Com um olhar ágil que é próprio da sua direção, Bodanzky não está interessado em ouvir sua protagonista, apenas. Ele passeia com sua câmera por todos os espaços possíveis, nos tornando íntimos também de sua retratada, e dividindo com ele a admiração que fica claro nas imagens. Com isso, a voz de um artista amplifica a do outro, e saímos de As Cores e Amores de Lore reafirmando o talento de um, e conhecendo finalmente a sensibilidade de outra. Sem repousar seu material, o diretor segue a fala de Koch com o mesmo entusiasmo que rememora as fotos e registros artísticos de uma personagem sem igual, como todo grande personagem o é. 

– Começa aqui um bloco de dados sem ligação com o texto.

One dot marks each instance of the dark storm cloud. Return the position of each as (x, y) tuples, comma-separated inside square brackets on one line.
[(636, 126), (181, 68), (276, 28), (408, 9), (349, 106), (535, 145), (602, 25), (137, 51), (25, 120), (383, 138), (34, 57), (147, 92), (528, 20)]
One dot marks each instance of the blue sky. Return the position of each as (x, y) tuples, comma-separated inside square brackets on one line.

Em tempos onde o registro documental ganha um espaço protocolar dentro dos lançamentos semanais dos cinemas, é uma lufada de ar que alguém com a História de Jorge Bodanzky lance um filme novo. Além das intrínsecas qualidades do trabalho atual já explicitadas no texto, talvez sejam necessários fenômenos como o seu nome para que o circuito saia da letargia com o gênero. Um filme da categoria de As Cores e Amores de Lore merece ter público à procura e debates acalorados, porque transcende a ideia tradicional do gênero para alcançar uma sintonia rara entre autor e obra, movendo-se sem arrogância na direção da figura filmada. Não é pouco, e não é simples; só a humildade responde ao que é feito aqui. E isso é um valor que só é dado aos imensos.